At the time, it felt like a disruption.
Looking back, it feels more like a continuation.
A Pattern Emerges
When I look back at my life, there’s a pattern I didn’t see at the time.
In my 30s, I sold exhibit space for a trade show for emerging media technologies. It’s where I nurtured my love of technology and learned how to talk to people, how to listen, and how to understand what they actually needed. I also discovered I really like to write around this time.
In my 40s, I returned to my first career in video and media production. That’s also when I started dabbling in SEO and online marketing.
Two weeks before I turned 50, I got let go from a video job. In my exit interview, they told me I knew twice as much about online marketing as people half my age.
Not exactly subtle.
So I listened.
My 50s became about online marketing. SEO. Strategy. Building something stable.
At least, that’s what I thought I was doing.
The Itch to Change… Again
As I approached 60, I felt it again. That familiar itch to do something different.
At the time, I was heavily involved in AA. Like a lot of people in recovery, I started thinking about becoming an addiction counsellor. It made sense on paper.
But I was still working at Razorfish, making good money, and not quite ready to walk away from that.
So I didn’t.
Instead, something else happened.
I Didn’t Change Careers… I Expanded Them
Around the same time, I started my healing journey The Gatehouse. That gave me something I didn’t expect.

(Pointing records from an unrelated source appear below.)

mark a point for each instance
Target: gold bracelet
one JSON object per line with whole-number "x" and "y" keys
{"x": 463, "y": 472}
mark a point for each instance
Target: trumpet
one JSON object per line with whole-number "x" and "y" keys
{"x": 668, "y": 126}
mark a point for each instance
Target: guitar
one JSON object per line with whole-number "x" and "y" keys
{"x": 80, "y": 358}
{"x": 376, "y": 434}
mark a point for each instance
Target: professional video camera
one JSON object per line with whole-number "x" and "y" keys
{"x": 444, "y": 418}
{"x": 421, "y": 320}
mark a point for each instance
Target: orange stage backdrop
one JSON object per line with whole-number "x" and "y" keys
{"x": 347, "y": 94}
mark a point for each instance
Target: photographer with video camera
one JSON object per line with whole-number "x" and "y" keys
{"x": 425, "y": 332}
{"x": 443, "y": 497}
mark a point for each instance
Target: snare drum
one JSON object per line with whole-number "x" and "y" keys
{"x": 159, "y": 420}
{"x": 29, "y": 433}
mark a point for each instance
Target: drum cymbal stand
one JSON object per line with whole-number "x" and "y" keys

A way to “scratch the itch” without blowing up the life I had built.
I became a peer facilitator.
That role gave me what I was actually looking for when I thought about becoming an addiction counsellor. The connection. The purpose. The ability to sit with someone and be part of something real. And if I’m being honest, it’s had a tremendous impact on my life. The same kind of impact I imagine many addiction counsellors feel in their work.
The difference is, I didn’t have to walk away from my career to experience it.
I didn’t have to choose between stability and meaning.
I could start integrating both.
Then Life Gave Me a Push Anyway
Three years ago, my agency career ended. It came out of the blue, but it wasn’t completely unexpected.
There was a hefty severance. Enough to give me space.
At the time, I had already been thinking that when I eventually retired, I’d start a small agency focused on helping small businesses with SEO. My motto was, “Agency results for storefront rates.”
Turns out, I didn’t need to wait for retirement.
I got shown the door… and handed the startup capital.
Looking Back, Nothing Was Random
For a long time, I thought I had changed careers every decade.
Now I see something different.
In my 30s, I learned how to connect.
In my 40s, I learned how to tell stories.
In my 50s, I learned how to build and scale visibility.
And now?
I’m using all of it.
Not just to build a business, but to share something that actually matters.
What I Know Now
I didn’t miss my chance to change careers at 60. I just found a way to evolve without throwing everything away.
Today, I still work in SEO as a freelance consultant. I still enjoy it. And it still pays the bills.
At the same time, Inside Out Healing and my work with The Gatehouse continue to grow.
Maybe one day I step away from SEO. Maybe I don’t.
One never knows.
What I do know is this:
Every version of me is still in play.
Nothing was wasted.
Nothing was random.
And none of it needed to happen the way I thought it would.
If you’ve ever felt like you’re “starting over,” maybe you’re not.
Maybe you’re just building on something you haven’t fully seen yet.